I always took Skye for a closeted girly-girl, but the most she has in the way of decoration are her trophies and medals. She’s got them set up over her desk perfectly, like they’re the only calm in the rest of her chaos.
I look for her before even trying to find the rest of my clothes. Maybe that reads a little desperate but I’d be lying if I said I wasn’t. My best friend JJ says the secret to being suave is slipping out unnoticed, acting like you hook up all the time, and that you don’t care where your girl goes.
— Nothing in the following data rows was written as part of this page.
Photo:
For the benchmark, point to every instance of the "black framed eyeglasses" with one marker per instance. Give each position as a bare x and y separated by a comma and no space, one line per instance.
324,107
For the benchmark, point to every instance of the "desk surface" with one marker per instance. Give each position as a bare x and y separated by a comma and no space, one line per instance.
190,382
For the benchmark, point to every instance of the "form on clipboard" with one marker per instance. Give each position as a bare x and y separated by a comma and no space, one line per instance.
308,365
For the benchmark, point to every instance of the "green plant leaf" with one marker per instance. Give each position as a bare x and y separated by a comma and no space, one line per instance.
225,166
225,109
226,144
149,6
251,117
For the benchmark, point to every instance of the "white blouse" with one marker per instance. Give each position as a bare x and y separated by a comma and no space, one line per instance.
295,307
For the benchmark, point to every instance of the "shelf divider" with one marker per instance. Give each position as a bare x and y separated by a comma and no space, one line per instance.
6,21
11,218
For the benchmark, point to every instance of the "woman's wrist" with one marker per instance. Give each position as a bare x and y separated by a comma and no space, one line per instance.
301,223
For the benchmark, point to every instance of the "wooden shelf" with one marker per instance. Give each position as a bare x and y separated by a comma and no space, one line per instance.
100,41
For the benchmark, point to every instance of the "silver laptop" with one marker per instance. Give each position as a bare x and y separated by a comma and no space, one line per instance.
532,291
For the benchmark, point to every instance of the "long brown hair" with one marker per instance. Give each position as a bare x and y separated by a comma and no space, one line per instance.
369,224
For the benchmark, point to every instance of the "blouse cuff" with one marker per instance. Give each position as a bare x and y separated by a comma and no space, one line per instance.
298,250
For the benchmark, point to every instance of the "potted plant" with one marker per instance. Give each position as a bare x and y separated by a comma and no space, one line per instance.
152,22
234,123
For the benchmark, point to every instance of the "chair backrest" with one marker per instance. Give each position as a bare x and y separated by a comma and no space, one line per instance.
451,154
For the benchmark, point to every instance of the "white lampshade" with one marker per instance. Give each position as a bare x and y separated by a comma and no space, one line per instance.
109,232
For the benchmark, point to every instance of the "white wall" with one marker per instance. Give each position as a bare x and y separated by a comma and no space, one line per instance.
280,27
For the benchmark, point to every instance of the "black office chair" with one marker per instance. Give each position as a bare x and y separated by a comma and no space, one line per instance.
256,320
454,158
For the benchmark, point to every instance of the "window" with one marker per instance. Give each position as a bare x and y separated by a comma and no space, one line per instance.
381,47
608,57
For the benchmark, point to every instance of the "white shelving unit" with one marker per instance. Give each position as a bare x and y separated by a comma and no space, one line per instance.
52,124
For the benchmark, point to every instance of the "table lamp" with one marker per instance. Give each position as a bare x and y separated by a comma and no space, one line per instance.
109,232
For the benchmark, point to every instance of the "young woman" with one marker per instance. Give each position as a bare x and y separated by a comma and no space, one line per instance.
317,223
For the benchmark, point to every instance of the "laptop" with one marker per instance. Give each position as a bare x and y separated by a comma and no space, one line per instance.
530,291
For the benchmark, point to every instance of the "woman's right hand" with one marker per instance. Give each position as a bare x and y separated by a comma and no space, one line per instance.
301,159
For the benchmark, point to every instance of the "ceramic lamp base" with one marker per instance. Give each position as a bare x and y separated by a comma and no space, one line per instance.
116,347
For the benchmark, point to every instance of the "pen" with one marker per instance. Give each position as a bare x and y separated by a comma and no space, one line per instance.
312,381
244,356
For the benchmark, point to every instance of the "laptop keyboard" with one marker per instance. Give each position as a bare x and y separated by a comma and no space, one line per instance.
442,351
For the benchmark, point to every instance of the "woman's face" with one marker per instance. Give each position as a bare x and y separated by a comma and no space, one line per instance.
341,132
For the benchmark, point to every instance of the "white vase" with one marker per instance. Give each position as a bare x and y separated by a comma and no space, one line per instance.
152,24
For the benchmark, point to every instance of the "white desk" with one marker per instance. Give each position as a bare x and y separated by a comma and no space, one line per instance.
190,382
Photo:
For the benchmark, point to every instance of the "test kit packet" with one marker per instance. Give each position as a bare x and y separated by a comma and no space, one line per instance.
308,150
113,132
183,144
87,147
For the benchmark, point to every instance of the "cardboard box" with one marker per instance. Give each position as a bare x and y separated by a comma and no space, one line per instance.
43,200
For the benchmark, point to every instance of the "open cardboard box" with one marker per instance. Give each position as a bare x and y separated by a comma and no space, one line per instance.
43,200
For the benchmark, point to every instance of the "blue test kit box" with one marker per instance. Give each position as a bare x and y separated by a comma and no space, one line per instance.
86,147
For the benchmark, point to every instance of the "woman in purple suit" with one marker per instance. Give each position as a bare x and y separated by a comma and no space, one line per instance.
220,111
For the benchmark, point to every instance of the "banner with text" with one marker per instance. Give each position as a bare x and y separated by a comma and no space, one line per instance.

But I woke up on the wrong side of lonely this morning, and as stupid as it sounds, sleeping next to her for a couple more hours would’ve been more than okay with me.
Skye’s door’s cracked open and I can hear her screaming at somebody on the phone downstairs. Couldn’t be Miles. He’s a silent fighter, like a military drone. By the time you figure out he’s mad, he’s already caught you in a twenty-minute lecture you didn’t even see coming.
I can’t even imagine him being pissed at Skye. But if there’s one thing he hates, it’s inconsistency and she didn’t head back to our house last night. Neither did I.
Shit.
I grab my phone and punch in and excuse to Miles hoping to God it’s still too early in the morning for him to put two and two together.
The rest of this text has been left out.